2 The condition, current treatments and procedure
2.1 Oral mucositis (OM) is a common side effect of chemotherapy or radiotherapy used for treating head and neck cancer or before bone marrow transplantation. Symptoms usually start 5 to 10 days after chemotherapy or 14 days after radiotherapy and include dryness, halitosis, pain, inflammation and oral mucosa ulceration. Chemotherapy-associated OM can resolve within a few days after completion of chemotherapy, but radiotherapy-associated OM can last for weeks. OM can affect nutritional status (which may need enteral or parental nutrition) and quality of life, and can increase hospital stay. It can also require interruptions or dose reductions in chemotherapy or radiotherapy treatment.
2.2 Comprehensive oral hygiene, good hydration, a bland soft diet and avoiding alcohol and tobacco may increase the person's comfort. Ice, water-based moisturisers, painkillers and non-steroidal anti-inflammatory drugs can help reduce symptoms. Drugs such as palifermin are sometimes used to prevent or treat OM. Antibiotics may be needed to treat infectious complications.

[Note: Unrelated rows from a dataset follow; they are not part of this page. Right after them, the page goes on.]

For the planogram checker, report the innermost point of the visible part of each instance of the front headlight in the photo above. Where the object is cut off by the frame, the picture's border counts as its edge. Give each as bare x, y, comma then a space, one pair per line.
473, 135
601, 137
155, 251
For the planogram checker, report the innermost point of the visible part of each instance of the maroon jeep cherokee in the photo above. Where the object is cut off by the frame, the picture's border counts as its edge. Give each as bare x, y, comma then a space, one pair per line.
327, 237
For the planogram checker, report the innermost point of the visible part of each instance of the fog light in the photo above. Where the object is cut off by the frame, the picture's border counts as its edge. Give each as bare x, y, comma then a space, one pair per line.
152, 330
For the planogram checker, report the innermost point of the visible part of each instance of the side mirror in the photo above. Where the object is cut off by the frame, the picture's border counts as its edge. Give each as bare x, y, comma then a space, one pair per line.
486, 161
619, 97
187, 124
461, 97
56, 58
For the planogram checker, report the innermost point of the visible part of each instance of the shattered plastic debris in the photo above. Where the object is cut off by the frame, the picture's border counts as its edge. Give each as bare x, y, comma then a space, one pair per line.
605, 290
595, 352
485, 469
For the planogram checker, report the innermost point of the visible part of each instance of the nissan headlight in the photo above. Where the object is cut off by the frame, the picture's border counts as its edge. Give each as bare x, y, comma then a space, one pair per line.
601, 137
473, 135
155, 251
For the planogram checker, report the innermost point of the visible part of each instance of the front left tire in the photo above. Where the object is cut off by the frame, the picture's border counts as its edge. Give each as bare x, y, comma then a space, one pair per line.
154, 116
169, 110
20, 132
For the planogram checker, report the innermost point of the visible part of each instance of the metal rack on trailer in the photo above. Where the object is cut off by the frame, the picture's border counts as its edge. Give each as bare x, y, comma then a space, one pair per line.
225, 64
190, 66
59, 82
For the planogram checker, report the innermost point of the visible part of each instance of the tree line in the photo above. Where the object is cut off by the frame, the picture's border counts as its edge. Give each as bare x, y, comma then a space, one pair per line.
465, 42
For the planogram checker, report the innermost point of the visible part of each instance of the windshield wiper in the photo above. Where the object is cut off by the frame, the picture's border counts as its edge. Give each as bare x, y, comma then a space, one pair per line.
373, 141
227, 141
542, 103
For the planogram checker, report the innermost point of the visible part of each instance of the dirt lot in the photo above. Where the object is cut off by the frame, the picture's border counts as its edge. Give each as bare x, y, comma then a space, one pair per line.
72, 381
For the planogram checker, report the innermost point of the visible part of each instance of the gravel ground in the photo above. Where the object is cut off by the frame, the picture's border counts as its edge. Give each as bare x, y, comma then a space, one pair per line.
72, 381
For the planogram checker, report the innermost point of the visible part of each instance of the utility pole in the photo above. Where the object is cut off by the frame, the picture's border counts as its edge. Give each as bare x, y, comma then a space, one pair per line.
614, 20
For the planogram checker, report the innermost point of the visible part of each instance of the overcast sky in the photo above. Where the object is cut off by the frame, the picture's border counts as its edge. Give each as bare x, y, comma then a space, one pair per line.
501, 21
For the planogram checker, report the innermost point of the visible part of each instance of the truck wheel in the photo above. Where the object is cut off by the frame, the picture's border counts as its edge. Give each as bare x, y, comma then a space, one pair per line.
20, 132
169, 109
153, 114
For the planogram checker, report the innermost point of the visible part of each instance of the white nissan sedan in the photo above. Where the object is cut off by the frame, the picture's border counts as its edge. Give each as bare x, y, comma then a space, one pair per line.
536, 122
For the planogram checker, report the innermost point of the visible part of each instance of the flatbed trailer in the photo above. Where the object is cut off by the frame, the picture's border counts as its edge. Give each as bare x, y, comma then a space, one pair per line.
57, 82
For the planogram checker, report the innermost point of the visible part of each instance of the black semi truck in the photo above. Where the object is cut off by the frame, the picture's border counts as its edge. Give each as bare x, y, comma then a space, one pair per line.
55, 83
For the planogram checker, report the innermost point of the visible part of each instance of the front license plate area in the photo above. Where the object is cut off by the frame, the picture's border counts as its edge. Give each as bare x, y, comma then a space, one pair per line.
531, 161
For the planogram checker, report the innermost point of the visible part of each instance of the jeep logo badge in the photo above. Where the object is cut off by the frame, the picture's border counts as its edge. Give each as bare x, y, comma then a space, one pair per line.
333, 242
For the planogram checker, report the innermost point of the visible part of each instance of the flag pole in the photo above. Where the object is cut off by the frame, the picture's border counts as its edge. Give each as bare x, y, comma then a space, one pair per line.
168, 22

2.3 Low-level laser therapy aims to treat or prevent OM by promoting healing, reducing inflammation and increasing cell metabolism. A hand-held probe is used to deliver light in the red or near-infrared spectrum to the oral mucosa. It can be delivered intra-orally or extra-orally, or as a combination of both approaches. During intra-oral treatment the probe, which is about the size of a dental curing light, is introduced into the mouth. For extra-oral treatment the probe is positioned close to the cheek. The procedure typically takes 20 to 30 minutes, and is delivered 2 to 5 times a week for the duration of the oncology treatment. The procedure may be started before treatment with chemotherapy or radiotherapy begins, with the intention of preventing OM.